These fifteen stories are a distillation and refinement of all that is best in Evans's writing. A close observer of nature, her descriptions of trees, water, rocks, the movement of air and the interplay of light and darkness, are both exact and fluid. She was equally attendant to the subtleties of the human world. Her child's-eye narrations are remarkably empathetic, coloured and informed by memories of an idyllic year spent with her sister on her aunt's farm near the Wye. But the countryside, though treasured, is not romanticised. A rose-covered cottage could mean isolation, poverty and back-breaking physical labour, as Evans herself experienced. Her sympathies with the old, the infirm, the lonely and the careworn are a constant strand.
In many of these stories, all but one written during the Forties, the hardships of rural living are exacerbated by the war. Men are absent, families are separated, women have to shoulder added burdens. This collection is testament to the quiet heroism of the home front, to the stoic resourcefulness of those who have no cenotaph. Indeed, in war or in peace, it is Evans's ability to delineate the defining nature of small incidents, and to uncover in a precise locality moments of profound spirituality, which raise The Old And The Young to the level of a classic.
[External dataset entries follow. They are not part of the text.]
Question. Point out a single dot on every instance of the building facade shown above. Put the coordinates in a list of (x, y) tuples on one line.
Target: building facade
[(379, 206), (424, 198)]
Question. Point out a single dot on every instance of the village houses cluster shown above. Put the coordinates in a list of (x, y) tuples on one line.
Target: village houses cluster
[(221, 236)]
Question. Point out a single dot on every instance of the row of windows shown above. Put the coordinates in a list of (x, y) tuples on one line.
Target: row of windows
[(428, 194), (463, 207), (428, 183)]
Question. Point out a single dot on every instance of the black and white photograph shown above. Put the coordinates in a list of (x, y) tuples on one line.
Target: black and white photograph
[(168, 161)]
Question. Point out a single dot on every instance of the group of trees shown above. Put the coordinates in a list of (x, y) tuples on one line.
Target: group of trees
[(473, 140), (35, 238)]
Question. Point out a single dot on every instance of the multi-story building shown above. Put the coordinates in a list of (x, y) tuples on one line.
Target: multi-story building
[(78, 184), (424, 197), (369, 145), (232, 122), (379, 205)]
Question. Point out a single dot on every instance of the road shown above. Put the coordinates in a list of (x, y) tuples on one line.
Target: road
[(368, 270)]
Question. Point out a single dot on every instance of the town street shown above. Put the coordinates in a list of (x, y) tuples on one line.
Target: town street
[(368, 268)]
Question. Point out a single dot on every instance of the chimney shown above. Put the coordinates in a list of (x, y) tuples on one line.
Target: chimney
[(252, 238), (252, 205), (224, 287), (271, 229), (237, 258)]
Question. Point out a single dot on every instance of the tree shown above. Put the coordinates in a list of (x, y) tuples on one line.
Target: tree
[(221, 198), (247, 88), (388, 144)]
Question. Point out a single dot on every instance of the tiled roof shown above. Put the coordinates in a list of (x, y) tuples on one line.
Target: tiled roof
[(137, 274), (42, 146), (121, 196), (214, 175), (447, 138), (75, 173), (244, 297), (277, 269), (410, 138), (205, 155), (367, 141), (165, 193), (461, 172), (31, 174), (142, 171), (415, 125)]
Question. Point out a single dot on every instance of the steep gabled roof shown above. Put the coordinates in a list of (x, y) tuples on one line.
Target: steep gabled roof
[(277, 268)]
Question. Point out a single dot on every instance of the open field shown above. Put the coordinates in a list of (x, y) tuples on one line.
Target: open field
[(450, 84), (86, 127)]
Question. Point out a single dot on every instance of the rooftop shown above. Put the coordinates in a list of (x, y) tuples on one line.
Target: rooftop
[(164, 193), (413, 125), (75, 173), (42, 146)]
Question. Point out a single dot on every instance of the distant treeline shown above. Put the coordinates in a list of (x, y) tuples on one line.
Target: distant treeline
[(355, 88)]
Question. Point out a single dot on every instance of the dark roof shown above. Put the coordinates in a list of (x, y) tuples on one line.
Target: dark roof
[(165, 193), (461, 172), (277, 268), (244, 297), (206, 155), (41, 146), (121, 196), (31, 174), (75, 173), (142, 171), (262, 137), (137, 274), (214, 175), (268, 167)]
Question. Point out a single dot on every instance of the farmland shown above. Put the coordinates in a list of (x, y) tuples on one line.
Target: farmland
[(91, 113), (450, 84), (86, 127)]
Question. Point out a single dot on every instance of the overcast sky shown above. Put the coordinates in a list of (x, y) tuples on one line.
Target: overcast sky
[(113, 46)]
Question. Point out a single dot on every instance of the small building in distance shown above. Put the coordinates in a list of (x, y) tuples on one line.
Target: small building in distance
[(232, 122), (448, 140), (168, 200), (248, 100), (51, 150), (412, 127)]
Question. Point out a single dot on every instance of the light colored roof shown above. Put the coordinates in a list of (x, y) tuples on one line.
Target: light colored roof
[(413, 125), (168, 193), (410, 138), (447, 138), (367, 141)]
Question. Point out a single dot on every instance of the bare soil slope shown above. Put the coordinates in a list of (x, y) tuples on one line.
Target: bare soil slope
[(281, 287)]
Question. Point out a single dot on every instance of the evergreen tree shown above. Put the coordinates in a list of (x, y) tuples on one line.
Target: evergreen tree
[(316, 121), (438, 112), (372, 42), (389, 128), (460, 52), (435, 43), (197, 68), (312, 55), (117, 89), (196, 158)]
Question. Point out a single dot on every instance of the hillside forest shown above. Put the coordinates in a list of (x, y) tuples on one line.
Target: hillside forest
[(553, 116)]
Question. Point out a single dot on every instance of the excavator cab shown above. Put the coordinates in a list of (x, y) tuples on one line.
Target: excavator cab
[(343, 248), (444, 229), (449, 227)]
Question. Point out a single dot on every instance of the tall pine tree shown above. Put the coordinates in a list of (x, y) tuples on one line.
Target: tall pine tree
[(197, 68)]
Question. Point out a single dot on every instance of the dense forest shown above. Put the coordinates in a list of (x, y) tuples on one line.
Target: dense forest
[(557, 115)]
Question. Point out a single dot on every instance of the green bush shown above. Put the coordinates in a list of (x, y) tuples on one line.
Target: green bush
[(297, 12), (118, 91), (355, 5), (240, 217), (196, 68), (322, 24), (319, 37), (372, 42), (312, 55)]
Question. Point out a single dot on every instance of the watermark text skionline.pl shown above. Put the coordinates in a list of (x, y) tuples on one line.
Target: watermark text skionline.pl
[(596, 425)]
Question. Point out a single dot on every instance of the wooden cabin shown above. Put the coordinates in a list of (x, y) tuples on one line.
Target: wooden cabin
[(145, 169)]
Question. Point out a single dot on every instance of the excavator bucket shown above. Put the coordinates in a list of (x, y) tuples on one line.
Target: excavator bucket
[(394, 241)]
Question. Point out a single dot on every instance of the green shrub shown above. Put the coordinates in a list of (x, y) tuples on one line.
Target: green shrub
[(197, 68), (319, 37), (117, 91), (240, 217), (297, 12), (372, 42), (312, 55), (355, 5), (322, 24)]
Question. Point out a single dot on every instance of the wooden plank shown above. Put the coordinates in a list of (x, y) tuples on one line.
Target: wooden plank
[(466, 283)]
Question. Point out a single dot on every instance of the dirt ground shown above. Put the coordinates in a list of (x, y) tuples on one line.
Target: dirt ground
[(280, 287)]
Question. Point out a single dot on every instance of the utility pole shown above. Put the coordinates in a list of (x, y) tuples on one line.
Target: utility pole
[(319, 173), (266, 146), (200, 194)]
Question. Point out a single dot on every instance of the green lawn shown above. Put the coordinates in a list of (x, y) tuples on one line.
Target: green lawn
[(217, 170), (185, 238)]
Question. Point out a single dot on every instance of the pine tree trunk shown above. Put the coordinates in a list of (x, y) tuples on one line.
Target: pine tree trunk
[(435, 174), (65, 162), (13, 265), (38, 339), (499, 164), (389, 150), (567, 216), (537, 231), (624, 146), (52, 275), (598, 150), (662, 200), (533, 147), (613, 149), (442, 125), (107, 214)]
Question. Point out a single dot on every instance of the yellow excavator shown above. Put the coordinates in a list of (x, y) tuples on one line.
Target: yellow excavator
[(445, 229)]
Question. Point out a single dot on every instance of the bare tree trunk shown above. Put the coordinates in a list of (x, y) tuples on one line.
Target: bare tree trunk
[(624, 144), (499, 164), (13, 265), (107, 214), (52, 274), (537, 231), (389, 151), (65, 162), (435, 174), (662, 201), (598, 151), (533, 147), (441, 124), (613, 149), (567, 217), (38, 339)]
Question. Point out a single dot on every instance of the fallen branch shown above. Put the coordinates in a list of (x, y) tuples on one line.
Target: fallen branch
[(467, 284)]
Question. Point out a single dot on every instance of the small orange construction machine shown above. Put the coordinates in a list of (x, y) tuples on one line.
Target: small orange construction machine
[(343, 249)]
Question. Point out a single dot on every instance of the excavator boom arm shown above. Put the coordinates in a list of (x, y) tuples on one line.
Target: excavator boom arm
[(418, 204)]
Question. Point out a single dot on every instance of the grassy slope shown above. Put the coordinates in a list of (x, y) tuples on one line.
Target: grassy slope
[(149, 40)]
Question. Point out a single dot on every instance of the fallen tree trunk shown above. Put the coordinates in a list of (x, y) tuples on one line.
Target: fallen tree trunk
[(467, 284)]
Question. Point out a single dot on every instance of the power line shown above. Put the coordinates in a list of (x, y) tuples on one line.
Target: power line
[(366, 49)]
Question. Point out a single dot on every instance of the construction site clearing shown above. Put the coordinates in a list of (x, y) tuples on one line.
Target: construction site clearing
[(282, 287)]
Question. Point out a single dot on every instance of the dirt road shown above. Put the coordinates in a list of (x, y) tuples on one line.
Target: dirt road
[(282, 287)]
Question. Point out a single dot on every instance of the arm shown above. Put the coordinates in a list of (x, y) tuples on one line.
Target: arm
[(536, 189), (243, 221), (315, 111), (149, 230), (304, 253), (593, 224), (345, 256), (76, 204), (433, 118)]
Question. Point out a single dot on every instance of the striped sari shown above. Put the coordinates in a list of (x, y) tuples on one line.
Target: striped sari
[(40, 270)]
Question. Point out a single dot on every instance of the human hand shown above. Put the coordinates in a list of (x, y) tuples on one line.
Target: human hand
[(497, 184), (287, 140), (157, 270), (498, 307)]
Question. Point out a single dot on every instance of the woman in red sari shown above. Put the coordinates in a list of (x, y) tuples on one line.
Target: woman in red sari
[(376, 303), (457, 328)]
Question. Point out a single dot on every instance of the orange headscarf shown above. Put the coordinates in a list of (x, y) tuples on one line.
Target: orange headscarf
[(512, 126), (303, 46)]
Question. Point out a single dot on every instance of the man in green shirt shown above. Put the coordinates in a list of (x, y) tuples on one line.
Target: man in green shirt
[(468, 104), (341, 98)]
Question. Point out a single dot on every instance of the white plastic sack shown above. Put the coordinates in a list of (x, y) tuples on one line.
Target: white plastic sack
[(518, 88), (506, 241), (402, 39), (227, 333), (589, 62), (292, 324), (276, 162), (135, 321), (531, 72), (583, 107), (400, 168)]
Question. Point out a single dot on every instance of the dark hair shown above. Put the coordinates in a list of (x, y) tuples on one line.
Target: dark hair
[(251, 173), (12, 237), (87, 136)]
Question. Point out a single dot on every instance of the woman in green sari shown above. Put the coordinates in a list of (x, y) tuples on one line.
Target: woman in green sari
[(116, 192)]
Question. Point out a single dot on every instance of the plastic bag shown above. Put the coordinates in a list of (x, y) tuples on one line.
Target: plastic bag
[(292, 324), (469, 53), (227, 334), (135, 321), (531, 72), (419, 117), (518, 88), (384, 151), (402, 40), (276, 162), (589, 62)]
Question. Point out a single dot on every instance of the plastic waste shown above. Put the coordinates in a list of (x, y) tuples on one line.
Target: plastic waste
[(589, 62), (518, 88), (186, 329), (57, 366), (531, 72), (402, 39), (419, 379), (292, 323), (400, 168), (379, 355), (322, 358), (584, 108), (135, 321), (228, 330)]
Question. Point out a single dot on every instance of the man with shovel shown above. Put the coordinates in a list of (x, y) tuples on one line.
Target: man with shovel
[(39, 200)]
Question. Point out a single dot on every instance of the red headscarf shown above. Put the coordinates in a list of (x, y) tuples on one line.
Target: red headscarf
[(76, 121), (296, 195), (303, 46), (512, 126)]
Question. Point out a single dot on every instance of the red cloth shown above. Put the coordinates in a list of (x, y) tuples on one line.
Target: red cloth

Margiad Evans (1909-1958) was born in Uxbridge, London and moved to Ross on Wye in 1920. She was the author of four novels, Country Dance, The Wooden Doctor, Turf or Stone and Creed. Her short stories, a genre which includes some of her finest writing, were collected in the volume The Old and the Young and her verse in Poems from Obscurity and A Candle Ahead. She also wrote two autobiographical works Autobiography and A Ray of Darkness in which she wrote movingly and with dignity about the onset of epilepsy and her search for God.